Setting pin_memory=True allocates batches in page locked host memory, which speeds the transfer to a GPU. When examples have variable size, such as sentences of different lengths, a custom collate_fn controls how a list of examples is merged into a batch, typically by padding to a common length. The separation of concerns here is what makes PyTorch data pipelines flexible: the dataset owns per example logic, the dataloader owns batching and parallelism, and the two combine without either needing to know the internals of the other.
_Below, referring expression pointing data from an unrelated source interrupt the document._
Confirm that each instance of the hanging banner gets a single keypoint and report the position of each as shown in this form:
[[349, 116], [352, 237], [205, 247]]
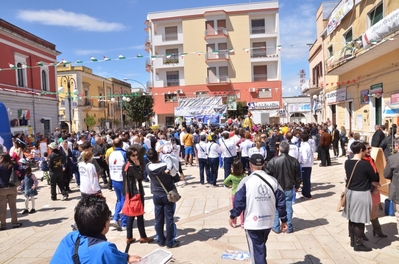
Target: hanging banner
[[231, 103], [364, 97], [381, 29], [342, 9]]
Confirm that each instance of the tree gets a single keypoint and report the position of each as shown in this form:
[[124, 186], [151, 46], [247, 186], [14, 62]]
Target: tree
[[90, 121], [139, 109], [238, 112]]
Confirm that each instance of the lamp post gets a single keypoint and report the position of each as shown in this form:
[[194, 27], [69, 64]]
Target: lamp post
[[144, 88], [67, 80]]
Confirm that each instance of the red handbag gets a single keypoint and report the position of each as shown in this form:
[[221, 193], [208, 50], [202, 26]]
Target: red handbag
[[133, 206]]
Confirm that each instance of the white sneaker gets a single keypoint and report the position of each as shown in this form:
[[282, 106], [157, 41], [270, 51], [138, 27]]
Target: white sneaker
[[114, 223]]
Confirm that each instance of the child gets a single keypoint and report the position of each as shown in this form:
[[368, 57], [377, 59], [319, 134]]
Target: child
[[44, 168], [30, 190], [233, 180]]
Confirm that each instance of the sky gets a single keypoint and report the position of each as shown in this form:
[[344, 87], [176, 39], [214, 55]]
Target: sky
[[85, 28]]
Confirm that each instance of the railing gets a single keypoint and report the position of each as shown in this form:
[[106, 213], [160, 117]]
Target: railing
[[172, 82], [218, 79], [169, 37], [216, 31], [217, 55], [260, 77]]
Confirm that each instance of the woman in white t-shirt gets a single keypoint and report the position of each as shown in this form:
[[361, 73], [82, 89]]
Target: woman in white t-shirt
[[89, 184]]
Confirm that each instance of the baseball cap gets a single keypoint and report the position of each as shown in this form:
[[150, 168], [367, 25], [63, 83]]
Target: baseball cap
[[257, 160]]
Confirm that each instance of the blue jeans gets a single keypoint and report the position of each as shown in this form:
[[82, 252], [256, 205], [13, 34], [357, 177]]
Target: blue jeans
[[120, 200], [214, 166], [306, 172], [288, 202], [164, 211], [203, 163], [227, 162]]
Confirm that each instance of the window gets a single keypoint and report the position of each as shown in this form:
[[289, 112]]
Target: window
[[330, 51], [20, 74], [170, 33], [376, 15], [172, 78], [170, 98], [264, 93], [44, 81], [348, 36], [257, 26]]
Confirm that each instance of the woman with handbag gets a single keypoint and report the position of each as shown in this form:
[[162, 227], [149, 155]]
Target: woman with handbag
[[164, 210], [359, 178], [132, 185], [8, 191]]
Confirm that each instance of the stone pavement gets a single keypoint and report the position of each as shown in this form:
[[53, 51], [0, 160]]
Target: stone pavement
[[320, 233]]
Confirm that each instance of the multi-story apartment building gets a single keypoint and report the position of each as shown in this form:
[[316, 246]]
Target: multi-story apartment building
[[361, 49], [26, 71], [90, 95], [225, 51]]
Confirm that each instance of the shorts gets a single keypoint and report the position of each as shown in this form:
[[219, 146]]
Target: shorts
[[188, 150]]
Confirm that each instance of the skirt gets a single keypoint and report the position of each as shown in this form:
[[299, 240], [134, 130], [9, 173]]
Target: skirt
[[358, 206]]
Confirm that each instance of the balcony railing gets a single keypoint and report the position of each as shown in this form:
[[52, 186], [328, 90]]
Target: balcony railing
[[216, 31], [172, 82], [217, 55], [170, 37], [218, 79], [260, 77]]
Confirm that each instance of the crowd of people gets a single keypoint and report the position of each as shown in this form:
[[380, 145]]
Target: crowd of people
[[281, 156]]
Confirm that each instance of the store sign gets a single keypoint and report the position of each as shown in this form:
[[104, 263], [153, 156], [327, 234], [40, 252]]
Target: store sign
[[364, 97], [395, 98], [376, 88], [306, 107], [263, 105], [343, 8], [381, 29], [336, 96]]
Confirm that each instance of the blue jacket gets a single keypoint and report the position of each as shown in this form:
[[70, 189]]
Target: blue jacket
[[91, 250]]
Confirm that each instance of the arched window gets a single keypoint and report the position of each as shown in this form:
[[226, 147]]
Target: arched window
[[44, 80], [20, 73]]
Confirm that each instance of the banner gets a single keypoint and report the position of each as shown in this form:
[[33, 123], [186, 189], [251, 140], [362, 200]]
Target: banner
[[383, 28], [231, 103], [343, 8]]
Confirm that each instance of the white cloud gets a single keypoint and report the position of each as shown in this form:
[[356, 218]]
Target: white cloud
[[88, 52], [63, 18]]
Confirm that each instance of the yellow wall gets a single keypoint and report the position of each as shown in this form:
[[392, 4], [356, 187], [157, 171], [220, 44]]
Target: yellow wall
[[195, 67], [240, 64]]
214.6 6. The Define by Run Philosophy

The preceding sections describe mechanisms, but they share a unifying design principle that distinguishes PyTorch from earlier frameworks. PyTorch is a define by run system, also called dynamic computation graphs or eager execution. The graph that autograd differentiates is not specified ahead of time and then compiled. It is constructed on the fly, operation by operation, as your Python code runs.

214.6.1 6.1 Define by run versus define and run

The contrast is with define and run frameworks, where you first build a static graph as a data structure, then execute it repeatedly by feeding values through it. In a static system, control flow such as loops and conditionals must be expressed in special graph operators, because ordinary Python control flow runs only once at graph construction time. In a dynamic system, control flow is just Python control flow, because the graph is rebuilt every forward pass.

def forward(self, x, depth):
    for _ in range(depth):          # ordinary Python loop
        x = torch.relu(self.layer(x))
        if x.mean() > 0:            # ordinary Python condition
            x = x * 2
    return x

Here the number of layers applied and the conditional scaling depend on runtime values, yet no special graph constructs are needed. This is the practical payoff of define by run: models with data dependent structure, such as recursive networks over parse trees or sequence models whose length varies per example, are expressed in natural code. Debugging is also direct, since you can insert a print statement or a breakpoint anywhere in forward and inspect concrete tensor values, rather than reasoning about an abstract graph.

214.6.2 6.2 The costs and the response

Dynamism has a price. A static graph can be analyzed and optimized as a whole before execution, fusing operations and planning memory, whereas a graph that is discarded after every step offers no such opportunity. For years this meant dynamic frameworks traded raw throughput for flexibility.

The modern resolution is to recover optimization without surrendering the eager programming model. PyTorch’s torch.compile, introduced in version 2.0, traces the operations executed by your eager code, captures them into an intermediate representation, and hands that to a backend compiler that fuses and optimizes the result. Crucially, this happens transparently. You write and debug ordinary define by run code, then wrap the model in a single call when you want speed.

model = torch.compile(model)        # same model, optimized execution

When the compiler encounters Python control flow that depends on tensor values, it inserts a guard and, if the condition changes, recompiles for the new path. The programmer keeps the eager mental model while the system reclaims much of the performance that static graphs once monopolized. This synthesis, eager by default and compiled on demand, is the current state of the art and explains why the define by run philosophy no longer carries the performance penalty it once did.

214.6.3 6.3 Why this philosophy won

The deeper reason define by run prevailed is that it aligns the framework with how people think. A neural network, written in PyTorch, is a Python function. Its parameters are objects you can inspect, its computation is code you can step through, and its behavior is determined by execution rather than by a separate compilation phase. This conceptual economy lowers the barrier between an idea and a working implementation, which is precisely what accelerated the pace of deep learning research over the past decade. The abstractions covered in this chapter, tensors, autograd, modules, the training loop, and the data pipeline, all serve that same goal of keeping the model close to ordinary code.

214.7 7. Practical Guidance and Common Pitfalls

The abstractions above compose cleanly, but a handful of recurring mistakes account for most of the time lost by practitioners. Knowing them in advance is worth more than any single optimization.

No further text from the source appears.